Towards Understanding the Nature of Attention with Low-Rank Sparse Decomposition
Zhengfu He, Junxuan Wang, Rui Lin, Xuyang Ge, Wentao Shu, Qiong Tang, Junping Zhang, Xipeng Qiu
TL;DR
This work tackles the challenge of interpreting Transformer attention by addressing attention superposition, where atomic attention units are entangled across many MHSA heads. It introduces Low-Rank Sparse Attention (Lorsa), an overcomplete, sparsity-constrained replacement for MHSA that yields thousands of 1D read/write units (OV circuits) and selects Top-K active heads per token to reconstruct MHSA outputs. Lorsa recovers known attention mechanisms (e.g., induction heads, name movers) and reveals new interpretable behaviors, including arithmetic-specific heads and thematic anchors, while achieving interpretability comparable to Sparse Autoencoders (SAEs) and enabling cross-head attribution of Q/K/V activity. The approach enables finer-grained circuit discovery and provides tools for automated interpretability assessment, though challenges remain in achieving fully independent QK circuits and in understanding cross-layer interactions, with potential implications for in-context learning analysis and model biology.
Abstract
We propose Low-Rank Sparse Attention (Lorsa), a sparse replacement model of Transformer attention layers to disentangle original Multi Head Self Attention (MHSA) into individually comprehensible components.

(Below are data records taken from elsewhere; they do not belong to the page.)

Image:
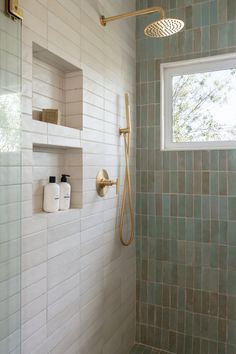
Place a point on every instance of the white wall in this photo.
(78, 281)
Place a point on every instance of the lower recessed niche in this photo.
(51, 161)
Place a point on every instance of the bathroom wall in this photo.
(186, 201)
(78, 282)
(10, 183)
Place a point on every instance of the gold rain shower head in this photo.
(160, 28)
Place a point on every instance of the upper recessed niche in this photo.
(57, 84)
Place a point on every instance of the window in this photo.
(198, 99)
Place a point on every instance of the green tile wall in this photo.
(186, 201)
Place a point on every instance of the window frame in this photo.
(185, 67)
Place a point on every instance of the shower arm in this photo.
(150, 10)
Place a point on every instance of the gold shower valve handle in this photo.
(103, 182)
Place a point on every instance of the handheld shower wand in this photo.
(126, 132)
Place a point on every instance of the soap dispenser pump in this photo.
(65, 193)
(51, 196)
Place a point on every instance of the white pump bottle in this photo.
(65, 193)
(51, 196)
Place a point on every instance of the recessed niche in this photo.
(49, 161)
(57, 84)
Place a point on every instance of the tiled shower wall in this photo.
(186, 201)
(78, 281)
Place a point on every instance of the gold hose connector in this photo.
(126, 132)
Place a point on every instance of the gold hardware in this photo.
(150, 10)
(160, 28)
(13, 9)
(126, 132)
(103, 182)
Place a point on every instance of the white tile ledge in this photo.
(55, 135)
(59, 217)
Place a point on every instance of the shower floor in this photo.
(142, 349)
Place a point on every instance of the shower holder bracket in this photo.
(103, 183)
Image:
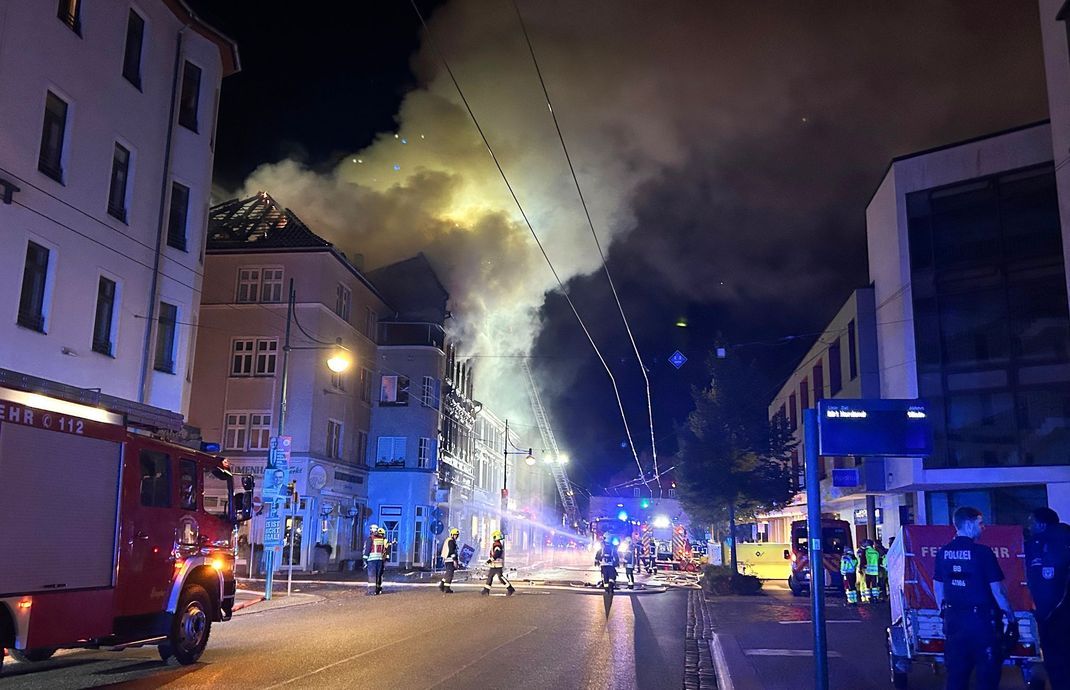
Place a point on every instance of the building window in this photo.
(394, 390)
(852, 351)
(334, 439)
(177, 221)
(190, 96)
(819, 382)
(362, 447)
(344, 302)
(117, 189)
(365, 385)
(272, 286)
(266, 355)
(132, 58)
(105, 316)
(835, 368)
(425, 460)
(390, 451)
(52, 136)
(235, 431)
(248, 285)
(430, 394)
(241, 357)
(166, 328)
(31, 302)
(259, 430)
(70, 13)
(370, 321)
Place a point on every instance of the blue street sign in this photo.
(874, 428)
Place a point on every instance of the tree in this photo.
(733, 459)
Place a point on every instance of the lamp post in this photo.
(529, 458)
(338, 362)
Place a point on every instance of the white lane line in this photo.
(794, 623)
(484, 655)
(785, 653)
(348, 659)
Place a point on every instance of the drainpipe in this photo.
(153, 291)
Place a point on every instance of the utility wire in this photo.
(523, 214)
(586, 212)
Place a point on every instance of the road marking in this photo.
(484, 655)
(793, 623)
(785, 653)
(348, 659)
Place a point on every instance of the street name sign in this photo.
(897, 428)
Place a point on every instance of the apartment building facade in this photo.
(256, 250)
(107, 132)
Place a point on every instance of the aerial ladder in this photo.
(556, 469)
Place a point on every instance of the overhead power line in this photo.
(523, 214)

Lorsa is designed to address the challenge of attention superposition to understand attention-mediated interaction between features in different token positions. We show that Lorsa heads find cleaner and finer-grained versions of previously discovered MHSA behaviors like induction heads, successor heads and attention sink behavior (i.e., heavily attending to the first token). Lorsa and Sparse Autoencoder (SAE) are both sparse dictionary learning methods applied to different Transformer components, and lead to consistent findings in many ways. For instance, we discover a comprehensive family of arithmetic-specific Lorsa heads, each corresponding to an atomic operation in Llama-3.1-8B. Automated interpretability analysis indicates that Lorsa achieves parity with SAE in interpretability while Lorsa exhibits superior circuit discovery properties, especially for features computed collectively by multiple MHSA heads. We also conduct extensive experiments on architectural design ablation, Lorsa scaling law and error analysis.